The weapons used in the training process are :

  • Barcha — The spear is a long shafted weapon and has a hook at the spearhead used to pull away the opponent’s shield.
  • Chakram – The chakram is a flat steel ring, five to 12 inches in diameter, from half an inch to an inch and a half wide, and with a sharp outer edge. While not being used, it is carried “fixed” to the Turban. Several of different sizes were often carried on a pointed turban, the “dastar ungaa” or behind the back. It is held between the thumb and index finger and thrown towards the opponent with an underhand flick. Thrown with sufficient force and accuracy it can cut off a green bamboo three-quarter of an inch in diameter at a distance of thirty yards.
  • Dahl or Shield. It is nearly always round and varies in diameter from about eight inches to about twenty-four. Some are very nearly flat while others are strongly convex. The edges may be flat or rolled back in the reverse curvature of the shield. It is held by two handles fastened to ring bolds that pass through the shield and are riveted to bosses on the outside, sometimes formed to spikes. Between the handles there is a square cushion for the knuckles to rest against. The handles are so placed that, when tightly grasped, they force the backs of the fingers against the cushion giving a very firm and comfortable hold. These shields are nearly always of steel or leather.
  • Gurj or Mace: Indian maces have great variations in their shape. From simply curved steel bars to Persian influenced maces with openings in the head which gives a whistling sound when the blow was struck to plane massive heads. They often have guard hilts like the Khanda
  • Katar – The Katar is a double-edged and straight bladed dagger used to pierce armour. The handle has two sidebars to provide protection and a better grip.
  • Khanda – This is a typical Indian sword and has a broad, straight blade, usually widening towards the point, which is blunt. Sometimes it is also double-edged.
  • Kirpan – The Kirpan is a short curved dagger and all Sikhs are required to carry it by tradition.
  • Lathi – The lathi or quarterstaff is a wooden stick as tall as the warrior and made of oak.
  • Marati – Trainig device: The Marati is a bamboo stick with wooden or cloth balls on its ends. It is mainly used for training purposes but there are variations with blades or burning cloth on its ends, to attack and distract elephants and for psychological warfare.
  • Soti – This is made from fire hardened bamboo or ratan, 1m long and usually has a hand guard. It is mainly used for practice and “playing Gatka”, the training fight. For combat they were replaced by oak ore ironwood sticks, without hand guards.
  • Tapar – The battle-axe is very distinct from the normal axe and sometimes has a dagger concealed in the handle.
  • Talwar – The sword is usually curved with a thin and sharp blade. The Talwar is greatly respected and treated with care.
  • Tir Kaman – The bow and arrow is a potent weapon. The arrow is made of steel heads with reed shafts. The bow is also composite and made of layers of wood and steel.

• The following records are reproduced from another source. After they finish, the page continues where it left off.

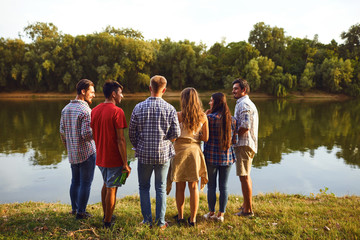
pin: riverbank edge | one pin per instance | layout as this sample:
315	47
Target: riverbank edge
277	216
312	95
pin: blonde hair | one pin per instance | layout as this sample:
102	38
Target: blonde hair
157	83
192	111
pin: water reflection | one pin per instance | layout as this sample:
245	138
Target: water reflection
303	147
285	127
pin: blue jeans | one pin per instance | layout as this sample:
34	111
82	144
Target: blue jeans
224	172
82	177
144	175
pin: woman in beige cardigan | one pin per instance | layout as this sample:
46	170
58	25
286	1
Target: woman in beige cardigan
189	165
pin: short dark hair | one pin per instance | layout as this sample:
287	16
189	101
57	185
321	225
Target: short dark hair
157	82
110	86
243	84
83	84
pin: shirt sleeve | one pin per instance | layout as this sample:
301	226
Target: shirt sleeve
62	130
245	117
120	120
133	128
174	130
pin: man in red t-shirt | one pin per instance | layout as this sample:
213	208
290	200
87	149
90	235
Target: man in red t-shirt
108	123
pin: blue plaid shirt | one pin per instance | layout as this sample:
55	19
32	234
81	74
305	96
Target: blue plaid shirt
213	153
153	124
75	131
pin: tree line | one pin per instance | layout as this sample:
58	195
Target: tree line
271	61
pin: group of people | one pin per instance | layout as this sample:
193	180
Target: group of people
166	142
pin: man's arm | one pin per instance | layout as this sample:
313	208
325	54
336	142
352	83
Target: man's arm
86	131
62	131
133	129
121	143
244	121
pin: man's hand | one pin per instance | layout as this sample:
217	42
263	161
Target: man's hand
127	169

  • Chakar – The Chakar looks like a wagon wheel with weights at the end of each spoke. The chakar is wielded by grasping the centre and spinning it around, causing damage upon anyone coming too close to the spinning weights.

If someone observed carefully, then it was performed in the opening ceremony of the commonwealth games. It is truly an art that needs to be remembered and kept alive. Though in this modern world where weapons have changed many would not agree, but the gatka techniques and the meditation that it involves while practicing does really makes the mind calm of a warrior. That calm mind helps him to fight better in any domain of life.